A report by The Washington Post has revealed that tech giant Huawei reportedly tested facial recognition software that could send automated alarms when they identify members of the Uighur community.
There have been several reports about use such technology in China that has been used to monitor and target Uighur community, since their mass detention.
The programme involves the use of facial recognition software that send alerts to Chinese government authorities when its cameras identify members of the Uighur community.
There are two Chinese firms involved in the operation and execution of this software. One is Huawei and the other is Megvii, another Chinese tech company that designs image recognition software.
Huawei has removed documentation related to this programme from its website after the company was contacted for comment.
The companies had made great efforts to test an artificial-intelligence camera system that could scan faces in a crowd and estimate each person’s age, sex and ethnicity.
International watchdogs believe that the programmes are being used to exert control over the persecuted minority and to identify individuals whom the Chinese government deems a threat and to quash criticism.
The report suggests that the programme could distinguish and identify Uighurs in crowds. Another concern is that these programmes can result in racial discrimination and profiling.
Huawei and Megvii have seen a pushback from US authorities who have called them out for representing threats to national security and for human rights violations, particularly in Xinjiang.

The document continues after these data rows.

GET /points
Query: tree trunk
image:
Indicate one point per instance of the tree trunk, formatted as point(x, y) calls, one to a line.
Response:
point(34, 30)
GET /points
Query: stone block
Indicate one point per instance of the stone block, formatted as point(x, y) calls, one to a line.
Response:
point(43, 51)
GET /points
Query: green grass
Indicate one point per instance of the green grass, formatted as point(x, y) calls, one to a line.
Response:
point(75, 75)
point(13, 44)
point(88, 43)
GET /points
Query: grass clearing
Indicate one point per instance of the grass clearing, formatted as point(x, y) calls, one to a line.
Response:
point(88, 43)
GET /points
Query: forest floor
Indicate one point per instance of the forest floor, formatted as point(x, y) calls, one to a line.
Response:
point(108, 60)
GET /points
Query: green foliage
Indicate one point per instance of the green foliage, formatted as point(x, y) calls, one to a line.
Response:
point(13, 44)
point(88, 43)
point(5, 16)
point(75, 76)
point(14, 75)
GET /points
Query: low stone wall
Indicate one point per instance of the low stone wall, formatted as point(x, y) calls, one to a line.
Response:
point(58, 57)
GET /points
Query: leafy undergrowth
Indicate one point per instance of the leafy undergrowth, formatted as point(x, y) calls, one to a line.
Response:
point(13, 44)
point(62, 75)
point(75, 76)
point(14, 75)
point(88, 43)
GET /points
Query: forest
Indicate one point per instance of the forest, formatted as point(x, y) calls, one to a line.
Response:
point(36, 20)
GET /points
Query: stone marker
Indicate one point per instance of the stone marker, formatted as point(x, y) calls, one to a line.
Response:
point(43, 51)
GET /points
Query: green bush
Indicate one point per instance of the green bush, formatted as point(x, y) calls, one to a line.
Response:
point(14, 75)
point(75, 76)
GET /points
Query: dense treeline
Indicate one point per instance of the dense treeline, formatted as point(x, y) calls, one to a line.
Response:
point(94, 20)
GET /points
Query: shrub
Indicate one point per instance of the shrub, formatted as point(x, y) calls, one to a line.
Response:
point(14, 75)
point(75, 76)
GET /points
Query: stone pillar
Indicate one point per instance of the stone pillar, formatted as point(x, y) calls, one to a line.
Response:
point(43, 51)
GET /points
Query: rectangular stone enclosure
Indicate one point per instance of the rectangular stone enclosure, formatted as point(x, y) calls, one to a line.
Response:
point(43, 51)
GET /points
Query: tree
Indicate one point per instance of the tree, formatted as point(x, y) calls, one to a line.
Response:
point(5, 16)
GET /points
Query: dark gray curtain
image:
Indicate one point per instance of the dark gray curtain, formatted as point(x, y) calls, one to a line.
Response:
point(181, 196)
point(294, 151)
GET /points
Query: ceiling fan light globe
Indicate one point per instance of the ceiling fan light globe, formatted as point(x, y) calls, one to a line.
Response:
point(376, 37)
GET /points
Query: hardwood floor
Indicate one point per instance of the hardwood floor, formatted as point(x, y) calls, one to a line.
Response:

In 2019, Megvii was among the eight Chinese tech giants to have been hit with sanctions by the US government for their role in contributing to the persecution of Uighur Muslims in China.
The Uighurs are a Turkic ethnic group originating from and culturally affiliated with the general region of Central and East Asia.
The Uighurs are recognized as native to the Xinjiang Uyghur Autonomous Region in Northwest China.
The Uighurs have traditionally inhabited a series of oases scattered across the Taklamakan Desert within the Tarim Basin.
These oases have historically existed as independent states or were controlled by many civilizations including China, the Mongols, the Tibetans and various Turkic polities.